Le sociologue Jean-Jacques Simard, participant aussi au supercolloque de l’UQAM, invite à distinguer entre image et symbole.
« L’image s’est la perception que les autres ont de nous. On peut améliorer ou corriger son image, comme l’a fait Hydro-Québec, bien mieux vue aujourd’hui qu’à l’heure de l’épidémie de pannes des années 1980.
« Si l’image dépend de la conjoncture, le symbole est plus profond, inscrit dans la structure même de son identité, individuelle ou collective. De par sa nature, le symbole rend visible ce qui ne l’est pas, compréhensible ce qui ne l’était pas. Ce n’est pas Hydro-Québec qui a choisi de devenir un symbole, mais les Québécois qui lui ont conféré ce statut.
« Deux raisons ont amené les Québécois à faire d’Hydro-Québec un symbole national. Tout d’abord, la nature même de l’électricité, qui relevait de la magie et du mystère. En plus d’être mystérieuse et magique, l’électricité était aux mains des Anglais, plus particulièrement de compagnies dénommées Powers, symbole donc de l’aliénation et de l’exploitation des francophones.

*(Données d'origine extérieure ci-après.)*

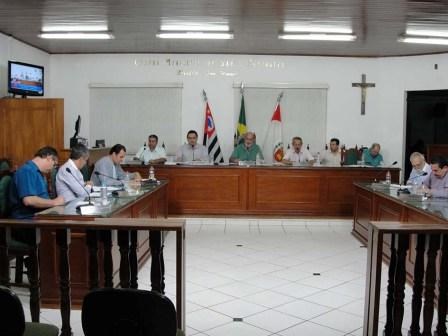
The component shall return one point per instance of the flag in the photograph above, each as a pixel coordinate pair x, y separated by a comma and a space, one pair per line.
241, 127
211, 137
274, 139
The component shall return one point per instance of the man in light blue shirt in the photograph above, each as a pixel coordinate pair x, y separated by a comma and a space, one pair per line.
419, 168
151, 154
372, 156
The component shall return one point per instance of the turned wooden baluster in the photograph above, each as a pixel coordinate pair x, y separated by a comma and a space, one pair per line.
63, 241
443, 290
430, 280
390, 287
133, 263
34, 277
400, 279
123, 243
106, 237
417, 289
92, 245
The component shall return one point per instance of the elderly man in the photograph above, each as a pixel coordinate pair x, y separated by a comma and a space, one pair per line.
29, 191
297, 154
437, 183
332, 157
247, 150
152, 154
108, 170
419, 168
372, 156
192, 151
69, 180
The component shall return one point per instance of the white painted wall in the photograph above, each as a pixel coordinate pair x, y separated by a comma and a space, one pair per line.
70, 76
13, 50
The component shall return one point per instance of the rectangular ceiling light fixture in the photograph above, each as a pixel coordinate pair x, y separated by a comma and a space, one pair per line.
294, 31
77, 35
180, 29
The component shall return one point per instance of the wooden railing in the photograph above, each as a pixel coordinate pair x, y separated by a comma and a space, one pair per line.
430, 285
99, 230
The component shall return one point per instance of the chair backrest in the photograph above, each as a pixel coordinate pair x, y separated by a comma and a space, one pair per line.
127, 312
12, 318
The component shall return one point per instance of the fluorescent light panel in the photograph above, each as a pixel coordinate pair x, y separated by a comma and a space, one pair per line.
195, 35
75, 28
423, 40
77, 35
317, 37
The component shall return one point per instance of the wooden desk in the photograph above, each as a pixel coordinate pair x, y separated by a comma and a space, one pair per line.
265, 190
152, 204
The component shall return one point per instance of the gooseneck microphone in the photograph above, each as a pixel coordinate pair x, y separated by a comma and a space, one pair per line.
381, 172
68, 170
417, 176
97, 173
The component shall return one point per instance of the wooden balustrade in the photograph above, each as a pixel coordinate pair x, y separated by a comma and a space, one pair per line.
99, 230
428, 290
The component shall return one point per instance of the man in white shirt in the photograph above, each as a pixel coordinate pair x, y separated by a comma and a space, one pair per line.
151, 154
192, 151
332, 157
419, 168
69, 180
297, 154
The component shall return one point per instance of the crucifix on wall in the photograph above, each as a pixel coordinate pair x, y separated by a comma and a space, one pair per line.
363, 85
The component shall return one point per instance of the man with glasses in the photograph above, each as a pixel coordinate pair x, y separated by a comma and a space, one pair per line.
70, 182
29, 191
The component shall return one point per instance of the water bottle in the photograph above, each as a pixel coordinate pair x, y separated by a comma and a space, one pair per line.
103, 193
388, 177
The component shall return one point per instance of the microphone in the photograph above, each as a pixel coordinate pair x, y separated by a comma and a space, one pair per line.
417, 176
97, 173
381, 172
68, 170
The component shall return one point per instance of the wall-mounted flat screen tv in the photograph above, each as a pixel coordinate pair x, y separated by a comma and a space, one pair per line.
25, 79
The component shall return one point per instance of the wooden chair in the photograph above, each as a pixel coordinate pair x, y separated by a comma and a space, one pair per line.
12, 318
128, 312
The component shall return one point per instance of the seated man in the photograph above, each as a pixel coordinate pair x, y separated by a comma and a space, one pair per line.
70, 182
372, 156
247, 150
437, 183
192, 151
332, 157
152, 154
297, 154
29, 191
108, 170
419, 167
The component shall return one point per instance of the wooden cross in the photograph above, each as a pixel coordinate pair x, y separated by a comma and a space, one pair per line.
363, 85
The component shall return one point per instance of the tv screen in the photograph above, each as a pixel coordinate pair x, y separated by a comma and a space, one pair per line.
25, 79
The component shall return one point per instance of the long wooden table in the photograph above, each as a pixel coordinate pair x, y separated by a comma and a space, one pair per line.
151, 204
377, 202
262, 190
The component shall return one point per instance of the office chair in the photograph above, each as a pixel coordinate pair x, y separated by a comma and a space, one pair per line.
127, 312
12, 318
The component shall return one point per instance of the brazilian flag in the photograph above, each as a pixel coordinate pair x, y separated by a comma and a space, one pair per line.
241, 127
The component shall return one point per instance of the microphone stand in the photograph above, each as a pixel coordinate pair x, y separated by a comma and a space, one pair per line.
68, 170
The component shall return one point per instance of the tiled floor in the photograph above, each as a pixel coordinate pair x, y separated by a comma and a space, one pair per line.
281, 277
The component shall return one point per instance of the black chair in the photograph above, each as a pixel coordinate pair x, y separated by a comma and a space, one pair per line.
12, 318
128, 312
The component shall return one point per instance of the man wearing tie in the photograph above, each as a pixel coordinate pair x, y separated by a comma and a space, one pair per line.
297, 154
192, 151
69, 180
246, 151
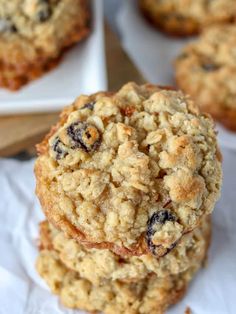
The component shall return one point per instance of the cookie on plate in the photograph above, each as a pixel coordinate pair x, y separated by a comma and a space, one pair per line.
148, 296
187, 17
206, 69
98, 265
131, 171
34, 34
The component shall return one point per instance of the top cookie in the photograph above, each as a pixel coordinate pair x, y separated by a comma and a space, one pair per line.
206, 69
188, 17
131, 171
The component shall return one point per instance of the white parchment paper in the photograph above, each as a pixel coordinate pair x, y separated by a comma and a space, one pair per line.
22, 291
82, 70
154, 53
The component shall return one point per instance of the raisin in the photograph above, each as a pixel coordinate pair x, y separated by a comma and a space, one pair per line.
210, 67
59, 148
160, 217
44, 12
89, 106
84, 135
7, 26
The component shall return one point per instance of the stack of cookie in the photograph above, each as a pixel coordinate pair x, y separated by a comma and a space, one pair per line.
34, 34
127, 181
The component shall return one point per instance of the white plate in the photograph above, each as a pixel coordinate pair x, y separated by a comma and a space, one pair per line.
82, 70
154, 53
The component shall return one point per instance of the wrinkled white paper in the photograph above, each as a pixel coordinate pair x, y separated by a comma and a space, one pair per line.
22, 291
154, 53
81, 71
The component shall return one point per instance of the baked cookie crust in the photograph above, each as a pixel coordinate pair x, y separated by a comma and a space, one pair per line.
98, 265
130, 171
34, 34
187, 17
206, 70
149, 296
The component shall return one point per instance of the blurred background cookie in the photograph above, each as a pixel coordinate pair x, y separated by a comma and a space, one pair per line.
206, 69
35, 33
187, 17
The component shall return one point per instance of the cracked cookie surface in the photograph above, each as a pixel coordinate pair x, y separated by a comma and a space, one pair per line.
188, 17
34, 34
206, 69
134, 154
149, 296
99, 265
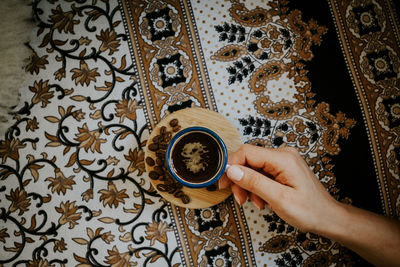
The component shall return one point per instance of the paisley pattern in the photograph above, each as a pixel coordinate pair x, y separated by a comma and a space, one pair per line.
74, 191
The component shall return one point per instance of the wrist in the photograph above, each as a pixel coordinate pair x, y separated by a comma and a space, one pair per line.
335, 223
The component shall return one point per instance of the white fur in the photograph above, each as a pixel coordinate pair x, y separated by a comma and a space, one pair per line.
15, 27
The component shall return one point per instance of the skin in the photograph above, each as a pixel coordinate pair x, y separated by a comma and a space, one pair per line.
281, 180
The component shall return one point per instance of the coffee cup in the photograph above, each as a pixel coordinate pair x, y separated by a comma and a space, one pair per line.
196, 157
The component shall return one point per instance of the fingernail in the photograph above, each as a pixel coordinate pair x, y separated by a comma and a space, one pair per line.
234, 173
237, 199
219, 184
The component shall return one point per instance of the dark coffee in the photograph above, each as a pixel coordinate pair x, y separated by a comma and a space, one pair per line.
196, 157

« En maintenant l’électricité, surtout à partir de la Manic, conçue et réalisée par les leurs, des ouvriers aux ingénieurs, les Québécois entraient dans la modernité et devenaient même les Américains du Canada, lorsqu’ils construisaient la centrale du Churchill Falls pour le compte des Terre-Neuviens.
L’avenir
C’est le 14 avril 1944 qu’était sanctionnée la loi expropriant les compagnies privées de Montréal et les remplaçant par la Commission hydroélectrique de Québec, en abrégé, Hudro-Québec.
Hydro a démontré qu’elle savait faire et distribuer l’électricité. Faut-il produire plus ou consommer moins, favoriser le méga ou le mégawatt? La création d’emplois et les secteurs de pointe se sont-ils déplacés de la production à la conservation de l’énergie?
Comment s’approprier les ressources du Nord sans heurter les premiers habitants de ce territoire? Comment éviter de laver notre linge sale chez les étrangers comme Québécois et autochtones le font depuis une décennie?
Comment produire et distribuer de l’électricité au meilleur coût, tel que stipulé dans le mandat d’Hydro-Québec, quand le gouvernement du Québec siphonne, directement ou par le biais de taxes perverses, sa compagnie d’électricité? Le compte à rebours de la privatisation a-t-il sonné?
Posée ou pas posée, cette question nous hantera jusqu’à la fin du siècle électrique. Un destin inscrit dans l’insigne arboré par Hydro-Québec depuis 50 ans : d’un cercle évoquant le soleil jaillit un éclair d’énergie électrique, le tout formant la lettre Q du peuple québécois.
(Texte publié le 19 mars 1994)

Identité visuelle d’Hydro-Québec. Image libre de droits.